A/V Archive Unleashed, Launch Imminent, Random Notes

I hereby present to you the Audio Library, which contains more than four gigabytes of material. In addition to 40+ hours of shortwave pirate clips (many new to the ‘net), featured MP3s and all things Mbanna, there’s some worthy video for you to check out as well.
Examples include “Free Radio: A Video Documentary” and “Evil Empire,” an oldie but still goodie, especially with the pending NAB radio convention in Seattle (just a month and a half away) and Clear Channel’s recent higher-than-usual public visibility.
Remember: this stuff just represents what was previously encoded, plus a backlog of stuff I hadn’t gotten to putting online yet.
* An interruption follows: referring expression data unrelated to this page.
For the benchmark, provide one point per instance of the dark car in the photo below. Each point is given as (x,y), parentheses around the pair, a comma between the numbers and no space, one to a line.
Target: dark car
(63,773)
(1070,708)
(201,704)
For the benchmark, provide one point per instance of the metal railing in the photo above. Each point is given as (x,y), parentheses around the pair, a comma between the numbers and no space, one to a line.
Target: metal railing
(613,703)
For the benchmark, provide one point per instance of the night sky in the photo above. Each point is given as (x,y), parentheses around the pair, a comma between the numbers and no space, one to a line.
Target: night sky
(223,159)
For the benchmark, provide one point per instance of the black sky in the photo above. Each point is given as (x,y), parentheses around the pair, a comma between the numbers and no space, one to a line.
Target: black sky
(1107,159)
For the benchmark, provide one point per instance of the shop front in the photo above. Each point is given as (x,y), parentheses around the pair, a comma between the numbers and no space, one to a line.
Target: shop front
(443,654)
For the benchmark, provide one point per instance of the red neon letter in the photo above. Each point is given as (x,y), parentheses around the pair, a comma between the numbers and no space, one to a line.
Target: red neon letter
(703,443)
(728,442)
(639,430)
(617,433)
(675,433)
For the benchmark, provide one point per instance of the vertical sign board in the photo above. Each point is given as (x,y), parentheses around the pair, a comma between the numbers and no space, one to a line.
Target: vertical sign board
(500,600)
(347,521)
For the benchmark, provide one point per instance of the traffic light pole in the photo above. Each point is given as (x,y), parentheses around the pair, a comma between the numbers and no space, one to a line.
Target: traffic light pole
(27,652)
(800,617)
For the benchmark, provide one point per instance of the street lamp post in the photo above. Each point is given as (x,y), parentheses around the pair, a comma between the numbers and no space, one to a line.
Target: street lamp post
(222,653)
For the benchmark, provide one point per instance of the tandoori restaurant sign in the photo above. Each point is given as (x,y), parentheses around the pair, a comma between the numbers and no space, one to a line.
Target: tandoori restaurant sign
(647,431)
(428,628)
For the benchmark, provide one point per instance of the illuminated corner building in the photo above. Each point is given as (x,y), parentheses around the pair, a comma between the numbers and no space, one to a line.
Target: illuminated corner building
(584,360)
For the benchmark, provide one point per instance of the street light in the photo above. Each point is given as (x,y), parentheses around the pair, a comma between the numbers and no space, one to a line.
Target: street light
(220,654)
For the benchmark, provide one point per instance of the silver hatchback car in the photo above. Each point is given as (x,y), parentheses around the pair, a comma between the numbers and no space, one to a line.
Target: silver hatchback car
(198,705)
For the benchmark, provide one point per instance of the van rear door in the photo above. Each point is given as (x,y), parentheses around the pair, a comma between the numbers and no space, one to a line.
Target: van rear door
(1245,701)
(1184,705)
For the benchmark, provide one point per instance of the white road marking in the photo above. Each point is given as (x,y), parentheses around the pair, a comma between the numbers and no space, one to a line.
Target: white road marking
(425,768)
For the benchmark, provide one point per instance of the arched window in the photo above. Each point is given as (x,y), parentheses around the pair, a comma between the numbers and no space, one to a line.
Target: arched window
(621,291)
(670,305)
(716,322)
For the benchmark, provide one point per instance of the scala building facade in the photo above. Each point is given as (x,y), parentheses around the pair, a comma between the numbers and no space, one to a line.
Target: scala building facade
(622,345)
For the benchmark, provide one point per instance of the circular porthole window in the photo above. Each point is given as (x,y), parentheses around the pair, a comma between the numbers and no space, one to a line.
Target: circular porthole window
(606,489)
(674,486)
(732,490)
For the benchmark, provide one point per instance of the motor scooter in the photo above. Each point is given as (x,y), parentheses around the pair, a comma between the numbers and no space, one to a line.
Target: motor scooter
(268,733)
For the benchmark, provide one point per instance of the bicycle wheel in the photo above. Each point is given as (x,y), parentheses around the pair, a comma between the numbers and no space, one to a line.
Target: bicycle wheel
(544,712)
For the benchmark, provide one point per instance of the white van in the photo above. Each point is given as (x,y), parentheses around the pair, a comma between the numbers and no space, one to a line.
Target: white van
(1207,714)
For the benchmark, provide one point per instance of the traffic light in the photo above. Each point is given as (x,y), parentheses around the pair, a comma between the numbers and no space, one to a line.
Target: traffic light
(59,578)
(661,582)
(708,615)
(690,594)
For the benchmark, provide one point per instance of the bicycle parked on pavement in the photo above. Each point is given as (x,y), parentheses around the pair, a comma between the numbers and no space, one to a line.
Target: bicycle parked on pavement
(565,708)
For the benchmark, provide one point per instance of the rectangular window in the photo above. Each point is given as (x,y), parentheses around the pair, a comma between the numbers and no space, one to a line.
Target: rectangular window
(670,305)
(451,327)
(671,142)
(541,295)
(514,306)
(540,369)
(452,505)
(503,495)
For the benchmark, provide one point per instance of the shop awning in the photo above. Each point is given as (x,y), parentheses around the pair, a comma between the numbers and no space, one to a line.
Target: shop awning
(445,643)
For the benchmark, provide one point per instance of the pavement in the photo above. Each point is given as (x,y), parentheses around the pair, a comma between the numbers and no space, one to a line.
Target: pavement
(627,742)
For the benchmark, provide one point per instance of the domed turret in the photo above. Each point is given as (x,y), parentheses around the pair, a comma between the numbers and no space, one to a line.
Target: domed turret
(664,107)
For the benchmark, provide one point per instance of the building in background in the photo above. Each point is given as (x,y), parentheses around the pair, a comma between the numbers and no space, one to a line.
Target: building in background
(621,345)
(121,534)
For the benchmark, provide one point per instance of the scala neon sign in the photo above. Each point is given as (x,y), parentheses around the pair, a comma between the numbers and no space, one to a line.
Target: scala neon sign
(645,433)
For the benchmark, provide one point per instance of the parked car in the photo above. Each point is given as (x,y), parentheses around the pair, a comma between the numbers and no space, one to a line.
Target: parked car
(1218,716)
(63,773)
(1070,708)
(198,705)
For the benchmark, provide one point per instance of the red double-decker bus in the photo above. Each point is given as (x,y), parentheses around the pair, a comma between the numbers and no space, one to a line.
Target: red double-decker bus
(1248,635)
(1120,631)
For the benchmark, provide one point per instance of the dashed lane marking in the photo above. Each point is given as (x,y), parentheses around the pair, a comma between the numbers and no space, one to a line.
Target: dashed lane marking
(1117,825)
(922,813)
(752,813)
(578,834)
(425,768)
And we haven’t even gotten to media collage! Based on this, it’s feeling about time to officially “launch” DIYmedia, which means getting back into the real swing of things, with regular updates and the like. Look for that to happen within a week or so, once we get a few more essentials online.
In the meantime, some notes of interest:
The public comment period for the FCC’s proceeding on AM digital radio standards expired in mid-July, and REC Networks has compiled a great summary of many of the comments filed in opposition to the misguidedness of IBOC DAB.
Floridia amateur radio operator Robert Birdsey has filed a Petition for Rulemaking with the FCC to delete certain sections of the Code of Federal Regulations that prohibit hams from broadcasting. In his petition (RM-10492), he argues that the blanket prohibitions of broadcasting on ham frequencies “are in clear violation of the First Amendment’s guarantee of free speech and should be deleted immediately.” You can file comments on the petition by using the FCC’s Electronic Comment Filing System (just mention RM-10492 in the “Proceeding” window).
And it wouldn’t be right to go without first giving kudos to the tenacious folks at Boulder Free Radio, who have dodged yet another bullet from the FCC by setting up a network of transmitting locations and a pretty bulletproof system for keeping those involved with the station nice and anonymous. It’s had the effect so far of keeping the FCC field agents (especially Jon Sprague from Denver’s FCC office) coming back to Boulder – but leaving empty-handed.
Now THAT’S the way to play cat-and-mouse!